Latvian footballer (1905–1984)

Arnolds Tauriņš (10 August 1905 – 20 August 1984 in Milwaukee) was a Latvian footballer and a seven-time champion of Latvia in the 1920s-1930s.

==Biography==

For most of his career Tauriņš played with RFK, but he started playing with Amatieris in 1923 (he played again with Amatieris in 1928). A year later he joined RFK as it won its first Latvian Higher League title. Over the eleven seasons that Tauriņš played with RFK he won seven Latvian league titles - the highest number for any Riga footballer in pre-war Latvia, matched only by Kārlis Tīls and Fricis Laumanis of Olimpija Liepāja. Tauriņš also won the Riga Football Cup twice while playing for RFK.

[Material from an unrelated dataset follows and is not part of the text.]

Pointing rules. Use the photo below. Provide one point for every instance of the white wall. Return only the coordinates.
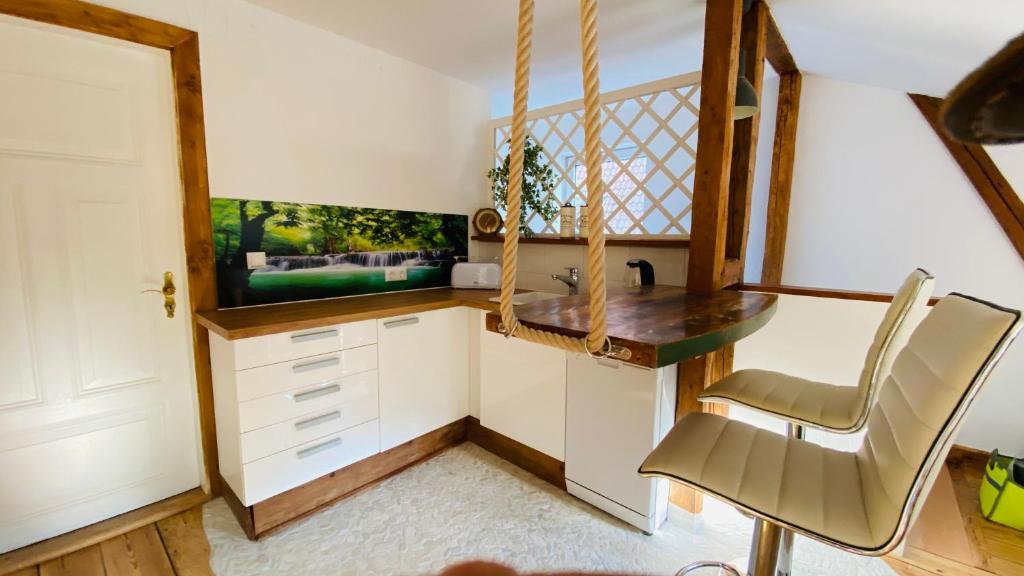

Tauriņš was notable not only for his club successes, but also for his career with the Latvia national team. His international career spanned 10 years from 1925 to 1935. Tauriņš played in 39 matches for the national team and scored 10 goals, making him the fifth most-capped footballer in pre-war Latvia and the country's fourth highest international goal-scorer. One of his goals brought Latvia victory in the first-ever Baltic Cup.

After World War II Tauriņš ended up outside Latvia, living at first in Australia and later lived in the United States.